I didn’t realized that I was dealing with a sociopath, until a month ago, when I went to a therapy, within 2 minutes of listening, counselor said, I am so glad he is out of your life, and I should count my blessings. I was puzzeled, becuase I went to her to learn, how to cope with the loss I am facing, losing a marriage.
Even loss was imposed by him. he forced us to get separate, even though I kept trying to make it work, when i gave in to separation. He came back after many months crying his eyes out, saying first time in his life, he realized what relationship means and he wants us to be together. I forgave him, justified all his illogical acts, thinking POOR HIM. Bust as soon as we were together again, he proposed that we should get divorced on his condition, and in the return he will be there for me rest of my life. Then I said calmly please go away, we have no future. And I finally sadly cut him loose for good.
Anyway he is out of my life, I had to apply NO CONTACT to keep him away.
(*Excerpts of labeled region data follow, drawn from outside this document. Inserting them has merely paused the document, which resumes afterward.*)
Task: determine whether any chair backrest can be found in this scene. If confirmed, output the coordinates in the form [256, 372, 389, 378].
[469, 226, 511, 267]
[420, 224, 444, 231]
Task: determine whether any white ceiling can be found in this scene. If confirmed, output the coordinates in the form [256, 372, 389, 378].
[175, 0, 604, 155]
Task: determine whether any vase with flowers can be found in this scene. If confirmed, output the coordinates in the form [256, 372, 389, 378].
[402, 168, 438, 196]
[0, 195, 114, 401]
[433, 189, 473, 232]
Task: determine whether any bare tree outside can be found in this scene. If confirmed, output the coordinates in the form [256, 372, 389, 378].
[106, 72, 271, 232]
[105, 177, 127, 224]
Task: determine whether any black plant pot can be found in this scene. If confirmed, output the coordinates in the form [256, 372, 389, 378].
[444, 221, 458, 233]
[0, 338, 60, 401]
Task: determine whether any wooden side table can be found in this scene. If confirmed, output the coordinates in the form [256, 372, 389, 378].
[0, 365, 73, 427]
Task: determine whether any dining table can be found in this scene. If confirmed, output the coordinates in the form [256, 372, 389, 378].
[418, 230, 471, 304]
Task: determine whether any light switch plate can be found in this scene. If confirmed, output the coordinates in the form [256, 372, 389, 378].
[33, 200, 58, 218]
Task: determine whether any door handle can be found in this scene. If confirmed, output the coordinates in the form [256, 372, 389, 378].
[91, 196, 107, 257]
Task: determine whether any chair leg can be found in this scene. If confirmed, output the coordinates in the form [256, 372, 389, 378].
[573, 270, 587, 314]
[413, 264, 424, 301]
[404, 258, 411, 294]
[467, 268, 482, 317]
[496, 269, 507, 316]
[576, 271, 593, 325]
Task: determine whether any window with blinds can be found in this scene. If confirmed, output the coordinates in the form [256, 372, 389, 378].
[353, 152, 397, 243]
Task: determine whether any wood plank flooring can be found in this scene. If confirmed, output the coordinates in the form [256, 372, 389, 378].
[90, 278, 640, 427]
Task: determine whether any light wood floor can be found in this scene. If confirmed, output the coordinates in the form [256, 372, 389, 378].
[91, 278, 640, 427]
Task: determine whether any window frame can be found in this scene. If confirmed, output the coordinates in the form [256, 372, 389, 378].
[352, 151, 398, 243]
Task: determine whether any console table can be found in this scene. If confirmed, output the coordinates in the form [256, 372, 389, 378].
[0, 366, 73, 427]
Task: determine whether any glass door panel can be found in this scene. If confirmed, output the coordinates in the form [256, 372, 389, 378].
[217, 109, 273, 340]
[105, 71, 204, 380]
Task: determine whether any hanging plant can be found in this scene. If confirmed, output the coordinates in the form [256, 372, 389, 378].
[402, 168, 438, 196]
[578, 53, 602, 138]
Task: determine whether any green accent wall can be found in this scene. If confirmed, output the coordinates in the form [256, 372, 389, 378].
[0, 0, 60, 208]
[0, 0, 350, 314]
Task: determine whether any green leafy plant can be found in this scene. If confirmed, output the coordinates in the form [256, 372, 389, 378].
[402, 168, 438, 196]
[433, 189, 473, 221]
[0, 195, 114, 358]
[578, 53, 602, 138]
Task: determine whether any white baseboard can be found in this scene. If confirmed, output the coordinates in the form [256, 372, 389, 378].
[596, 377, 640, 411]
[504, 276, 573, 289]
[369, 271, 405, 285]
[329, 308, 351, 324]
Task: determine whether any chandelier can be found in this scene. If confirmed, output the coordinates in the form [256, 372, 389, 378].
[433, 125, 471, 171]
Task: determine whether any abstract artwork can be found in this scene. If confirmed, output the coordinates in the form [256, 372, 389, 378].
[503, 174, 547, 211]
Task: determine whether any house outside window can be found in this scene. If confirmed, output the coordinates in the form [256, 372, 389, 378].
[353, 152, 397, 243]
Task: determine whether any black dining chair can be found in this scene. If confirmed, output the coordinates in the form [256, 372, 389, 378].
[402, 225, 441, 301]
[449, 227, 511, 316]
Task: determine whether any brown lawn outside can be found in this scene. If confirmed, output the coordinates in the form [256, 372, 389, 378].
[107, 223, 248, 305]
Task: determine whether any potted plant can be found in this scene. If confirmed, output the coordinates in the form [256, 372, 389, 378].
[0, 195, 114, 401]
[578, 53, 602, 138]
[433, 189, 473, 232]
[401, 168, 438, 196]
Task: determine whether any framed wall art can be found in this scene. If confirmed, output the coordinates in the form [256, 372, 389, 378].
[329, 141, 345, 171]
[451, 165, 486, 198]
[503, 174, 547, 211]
But I am far from healing, I still go through “what is he feeling”, “did he ever felt I was a good wife and partner”, “why did he think our relaitonship was not worth saving”, “why did he proposed such a ridicoulus future”.
It will take me site like this to get over this whole thing, it is deep hurt and betrayed.
Dear Myheart,
Again, welcome, and there is so much good information here, over 700 articles—knowledge is power so start reading the archives. Go to the catagories on the left and read and read..I suggest just the articles themsleves for now and leave the comments for later, but educate yourself about them. It starts out about learning about them, but ends up learning about ourselves, our healing.
There is plenty of support and caring here as well, so continue to blog and read and read and blog! ((((Hugs)))) and God bless.
You are fortunate he is out of your life no contact…now let’s work on getting him out of your head!